Ci fu una breve interruzione, durante la quale il segretario fu portato via, scortato da quattro milites, e poi il proconsole riprese la parola: – Sembra che io abbia protetto e mantenuto un serpente traditore per chissà quanto tempo. – Si rivolse direttamente al gruppo dei ragazzi: – Tutto sommato vi dovrei ringraziare per avermi aperto gli occhi con quel vostro ridicolo proclama: di conseguenza rinuncio a perseguirvi, anche se sarebbe mio diritto, per le ingiurie rivolte alla mia persona che sono in esso contenute.
– Quindi possiamo ritenere che tutte le accuse siano cadute? – Chiese Egidio.
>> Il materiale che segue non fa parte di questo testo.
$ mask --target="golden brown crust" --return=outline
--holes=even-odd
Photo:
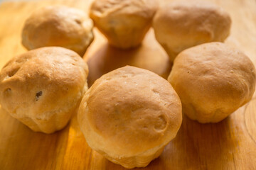
[[[200,123],[216,123],[252,98],[255,76],[255,66],[245,54],[210,42],[181,52],[168,80],[185,114]]]
[[[156,8],[155,0],[95,0],[90,16],[110,45],[127,49],[141,43]]]
[[[88,69],[63,47],[33,50],[11,60],[0,74],[0,103],[34,131],[63,128],[87,90]]]
[[[93,40],[92,27],[92,21],[79,9],[48,6],[26,21],[22,44],[28,50],[60,46],[82,56]]]
[[[93,149],[127,168],[145,166],[176,136],[181,105],[164,79],[127,66],[94,83],[81,102],[78,121]]]
[[[223,42],[229,35],[228,13],[206,1],[181,1],[165,4],[153,21],[156,40],[174,61],[183,50],[213,41]]]

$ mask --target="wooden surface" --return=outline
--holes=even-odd
[[[231,15],[226,43],[243,50],[256,64],[256,1],[213,1]],[[21,32],[36,8],[61,4],[87,10],[90,1],[38,1],[0,4],[0,68],[24,52]],[[168,57],[150,30],[143,45],[122,51],[96,38],[84,58],[90,66],[89,83],[125,64],[150,69],[166,77]],[[255,96],[255,95],[254,96]],[[74,114],[63,130],[52,135],[32,132],[0,108],[0,169],[124,169],[87,144]],[[200,124],[183,117],[176,137],[145,169],[256,169],[256,99],[216,124]]]

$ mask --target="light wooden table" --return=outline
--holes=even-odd
[[[0,5],[0,68],[26,52],[21,44],[25,19],[36,8],[65,4],[87,11],[91,1],[4,2]],[[256,1],[215,0],[231,15],[226,43],[243,50],[256,64]],[[168,57],[147,34],[143,45],[124,52],[109,47],[95,29],[95,40],[84,56],[90,66],[89,84],[110,70],[131,64],[164,77]],[[216,124],[200,124],[183,117],[176,137],[145,169],[256,169],[256,99]],[[91,150],[74,115],[63,130],[52,135],[32,132],[0,108],[0,169],[124,169]]]

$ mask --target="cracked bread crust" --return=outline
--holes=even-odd
[[[11,59],[0,73],[0,103],[34,131],[63,128],[87,89],[87,64],[75,52],[49,47]]]

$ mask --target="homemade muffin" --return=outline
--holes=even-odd
[[[95,0],[90,16],[110,45],[127,49],[141,43],[156,8],[156,0]]]
[[[228,13],[206,1],[169,3],[153,21],[156,38],[174,61],[183,50],[205,42],[223,42],[230,34]]]
[[[86,63],[75,52],[42,47],[11,59],[0,72],[0,103],[36,132],[65,127],[87,89]]]
[[[255,66],[245,54],[210,42],[181,52],[168,81],[190,118],[217,123],[252,98],[255,76]]]
[[[38,9],[26,21],[22,44],[28,50],[60,46],[82,56],[93,40],[92,27],[92,21],[79,9],[48,6]]]
[[[181,103],[171,85],[150,71],[127,66],[85,93],[78,122],[89,146],[125,168],[146,166],[175,137]]]

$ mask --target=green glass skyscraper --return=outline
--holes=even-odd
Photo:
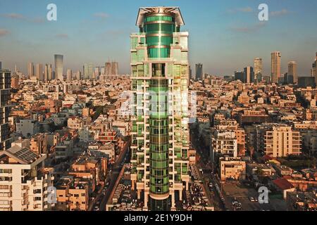
[[[188,188],[188,32],[177,7],[139,11],[132,34],[131,179],[144,210],[175,209]],[[175,195],[175,193],[178,193]]]

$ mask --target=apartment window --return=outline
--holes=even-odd
[[[33,190],[33,193],[35,194],[40,194],[42,193],[41,189]]]
[[[0,176],[0,181],[12,181],[12,177]]]
[[[0,205],[8,205],[8,201],[0,201]]]
[[[11,169],[0,169],[0,174],[11,174]]]

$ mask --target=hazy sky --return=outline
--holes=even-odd
[[[56,22],[46,19],[50,3],[57,5]],[[269,21],[258,20],[261,3],[268,5]],[[0,61],[26,72],[27,62],[54,64],[58,53],[64,71],[113,60],[120,73],[130,73],[138,8],[154,6],[180,7],[190,63],[202,63],[204,72],[232,75],[262,57],[268,75],[271,52],[280,51],[282,72],[296,60],[299,75],[309,75],[317,51],[316,0],[0,0]]]

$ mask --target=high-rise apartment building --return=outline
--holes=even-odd
[[[55,79],[61,81],[64,80],[63,67],[64,63],[64,57],[63,55],[55,55]]]
[[[117,62],[108,62],[105,64],[106,75],[119,75],[119,63]]]
[[[295,61],[288,62],[287,84],[297,84],[297,63]]]
[[[104,70],[105,70],[105,75],[111,75],[111,63],[108,62],[106,63],[104,65]]]
[[[51,64],[45,64],[44,79],[46,81],[51,80],[53,79],[53,71],[51,69]]]
[[[272,83],[278,83],[280,79],[280,52],[271,53],[271,76]]]
[[[44,80],[43,77],[43,65],[37,64],[35,66],[35,76],[38,80]]]
[[[139,11],[132,34],[132,188],[151,210],[175,207],[188,189],[188,32],[179,8]]]
[[[10,91],[11,72],[0,70],[0,153],[11,147],[10,127],[8,116],[10,114]]]
[[[119,63],[112,62],[111,63],[111,75],[119,75]]]
[[[263,64],[262,58],[254,58],[254,81],[258,82],[262,80]]]
[[[315,83],[317,84],[317,52],[316,53],[315,62],[311,69],[311,77],[315,77]]]
[[[81,80],[82,79],[82,72],[80,71],[77,71],[76,72],[76,79],[77,80]]]
[[[34,64],[33,63],[29,63],[27,65],[27,75],[29,78],[34,77]]]
[[[94,68],[93,79],[98,79],[100,76],[100,67],[97,66]]]
[[[44,168],[46,158],[18,146],[0,151],[0,211],[51,210],[53,169]]]
[[[203,65],[201,63],[196,64],[196,79],[203,79]]]
[[[285,157],[301,153],[302,138],[298,131],[291,127],[273,127],[266,131],[264,151],[272,157]]]
[[[94,74],[94,64],[92,63],[85,63],[83,67],[84,79],[92,79]]]
[[[250,84],[254,82],[254,72],[251,66],[244,68],[244,74],[247,83]]]
[[[66,79],[69,82],[72,81],[72,76],[73,76],[73,72],[72,70],[68,69],[67,70],[67,74],[66,74]]]
[[[244,72],[235,71],[235,80],[240,80],[242,83],[245,83],[247,82],[247,79],[245,77]]]

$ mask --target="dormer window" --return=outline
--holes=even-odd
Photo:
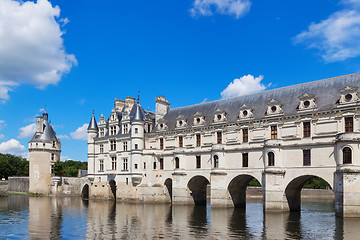
[[[180,115],[176,118],[176,127],[182,128],[187,126],[187,121],[183,115]]]
[[[282,113],[281,102],[275,99],[271,99],[268,102],[267,115],[274,115]]]
[[[216,122],[224,122],[224,121],[226,121],[226,112],[217,109],[215,111],[214,122],[216,123]]]
[[[316,108],[315,96],[312,94],[304,93],[299,97],[300,103],[297,109],[299,111],[309,110]]]
[[[240,108],[239,118],[251,118],[253,116],[251,107],[247,106],[246,104],[242,105]]]
[[[204,125],[205,124],[205,117],[203,114],[197,112],[194,114],[194,121],[193,121],[193,125],[194,126],[198,126],[198,125]]]

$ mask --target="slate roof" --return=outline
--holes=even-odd
[[[233,123],[237,122],[240,108],[244,104],[253,109],[253,119],[263,119],[266,116],[268,103],[272,99],[280,101],[284,115],[294,115],[298,113],[299,97],[305,93],[315,96],[316,111],[331,110],[338,105],[340,90],[346,86],[359,88],[360,73],[174,108],[170,109],[163,119],[168,125],[168,130],[174,130],[176,118],[183,115],[188,122],[187,128],[191,128],[194,114],[199,112],[205,116],[205,126],[209,126],[213,123],[215,111],[220,109],[227,113],[226,123]]]
[[[52,142],[59,140],[56,138],[56,133],[52,128],[51,124],[48,122],[47,114],[44,112],[44,131],[43,133],[35,133],[30,142]]]

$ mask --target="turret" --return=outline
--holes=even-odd
[[[170,103],[168,103],[168,101],[165,100],[165,97],[161,95],[155,98],[155,102],[156,102],[155,121],[157,123],[159,119],[163,118],[166,115],[166,113],[169,111]]]
[[[98,125],[94,116],[94,111],[88,126],[88,175],[91,178],[91,175],[95,173],[95,140],[99,132]]]

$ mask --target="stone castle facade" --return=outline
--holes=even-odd
[[[174,109],[158,96],[155,112],[115,100],[88,127],[90,197],[202,204],[210,186],[212,206],[241,207],[256,178],[266,210],[298,210],[317,176],[360,214],[359,87],[357,73]]]

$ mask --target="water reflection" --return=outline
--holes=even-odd
[[[80,198],[0,198],[0,238],[30,239],[357,239],[359,219],[335,216],[331,202],[266,213],[210,206],[129,204]]]

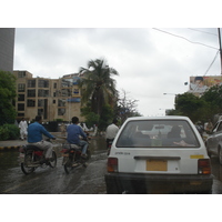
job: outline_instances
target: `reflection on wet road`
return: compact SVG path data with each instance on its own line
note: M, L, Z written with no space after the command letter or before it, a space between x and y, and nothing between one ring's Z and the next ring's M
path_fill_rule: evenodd
M24 175L18 164L18 151L0 152L0 193L13 194L98 194L105 193L104 172L107 150L104 139L92 140L91 159L88 168L79 167L65 174L60 148L56 148L58 163L56 169L38 168Z
M60 148L56 148L58 163L56 169L38 168L24 175L18 163L18 151L0 152L0 193L2 194L105 194L104 173L107 171L107 150L104 139L92 140L91 160L88 168L79 167L65 174ZM216 157L211 158L213 194L222 193L222 165Z

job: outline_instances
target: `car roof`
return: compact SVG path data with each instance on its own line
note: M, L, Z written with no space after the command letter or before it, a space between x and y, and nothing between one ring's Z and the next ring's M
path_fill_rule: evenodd
M183 117L183 115L165 115L165 117L133 117L128 118L127 121L131 120L188 120L190 121L190 118Z

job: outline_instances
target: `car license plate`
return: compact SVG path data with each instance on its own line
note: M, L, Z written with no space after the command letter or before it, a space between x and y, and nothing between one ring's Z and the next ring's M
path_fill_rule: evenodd
M147 160L147 171L168 171L168 161Z

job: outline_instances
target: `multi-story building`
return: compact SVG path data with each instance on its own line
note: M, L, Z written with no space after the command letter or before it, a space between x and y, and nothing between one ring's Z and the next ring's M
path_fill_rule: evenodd
M13 71L17 77L16 110L18 119L31 121L42 115L44 122L71 121L80 115L81 95L77 84L78 74L67 74L60 79L32 78L28 71Z
M14 28L0 28L0 70L13 71Z

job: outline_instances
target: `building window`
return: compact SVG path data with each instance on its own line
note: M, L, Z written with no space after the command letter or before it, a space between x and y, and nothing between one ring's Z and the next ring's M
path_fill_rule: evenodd
M18 94L18 101L24 101L24 94Z
M28 90L28 97L36 97L36 90Z
M38 100L38 107L44 107L44 100Z
M27 107L36 107L36 100L27 100Z
M62 88L72 87L72 79L62 79Z
M26 91L26 84L19 83L18 84L18 92L24 92Z
M28 88L36 88L36 80L28 80Z
M71 90L70 89L62 89L62 97L71 97Z
M49 90L38 90L38 97L49 97Z
M65 100L59 99L58 107L65 107Z
M19 71L18 78L24 78L26 77L26 71Z
M58 109L58 115L63 115L64 113L65 113L65 109L64 108Z
M38 109L38 115L43 115L43 109Z
M49 88L49 80L39 80L39 88Z
M24 111L24 103L18 103L18 111Z
M79 94L79 89L74 89L74 94Z

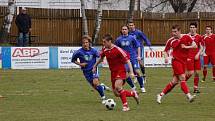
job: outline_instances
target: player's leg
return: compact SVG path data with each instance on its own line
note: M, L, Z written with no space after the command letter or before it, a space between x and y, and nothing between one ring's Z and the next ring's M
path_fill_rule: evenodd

– Non così in fretta, Iulio Enobarbo. – Il proconsole era di nuovo nella sua veste di rigido magistrato: – È rimasto un punto che il tuo collega Canio Rufo ha lasciato in sospeso, e non è cosa da poco. Tu sai bene che a partire dalla promulgazione della Lex Licinia de sodaliciis, poi confermata ed estesa da diverse altre leggi e senatoconsulti, è tassativamente proibita la costituzione di sodalicia o collegia che non siano stati preventivamente autorizzati dal Senato o da un suo rappresentante. Temo quindi che questi giovani dovranno rispondere di questa accusa, anche se è sicuramente la meno grave tra quelle che erano state inizialmente formulate.
– Permettimi di intervenire, proconsole, – ribatté pronto Canio Rufo – c’è un motivo se prima avevo trascurato questo punto. Il fatto è che questa accusa semplicemente non ha ragione di essere, in quanto la legge a cui ti riferisci esclude esplicitamente i collegia religiosi.
– Hai forse intenzione di sostenere che questi Figli della Gallia sono un’associazione con scopi religiosi? – Chiese Mario Prisco con aria stupita.
– Effettivamente sì, proconsole. Devi sapere che la cosiddetta Taberna dell’Erma era di mia proprietà fino a poco tempo fa ma, a seguito dei fatti che hanno condotto a questa inchiesta, è stata portata alla mia attenzione l’esistenza di questa erma, che si trova proprio sullo stipite della sua porta. Si tratta di un’immagine sacra dedicata a Mercurius Lugus, una divinità locale protettrice degli artigiani, e quindi anche dei sutores da cui prende il nome la via; nella mia doppia veste di proprietario dell’edificio e di flamen mercurialis ho donato la taberna stessa al tempio di Mercurio proprio due giorni fa: ho qui il documento firmato e controfirmato da testimoni. – E dicendo questo esibì un paio di pugillaria sigillati.
– E questo in che modo potrebbe modificare la posizione dei Figli della Gallia, flamen?
– Beh, quelli che tu chiami “Figli della Gallia” sono adesso a tutti gli effetti un collegium sacro a Mercurius Lugus, il loro nome completo è Sacri Venerabilisque Hermae Collegium6. Te lo posso ufficialmente confermare in quanto flamen mercurialis, e questo fatto pone il collegium al di fuori dell’applicabilità della Lex Licinia.
In tanti anni nessuno aveva mai visto il proconsole ridere. E di tutte le sorprese della giornata, forse quella più difficile da credere era proprio il fatto che stesse ridendo mentre chiudeva la seduta: – Fuori di qui, tutti! Non ci sono più accuse contro di voi, siete liberi di tornarvene a casa ma, per tutti gli dei, fate che io non senta mai più parlare dei Figli della Gallia.


5 Propraetor della provincia di Sicilia, accusato da Cicerone per i furti e gli episodi di corruzione commessi durante il suo mandato, fuggì in esilio volontario in Hispania per evitare la condanna.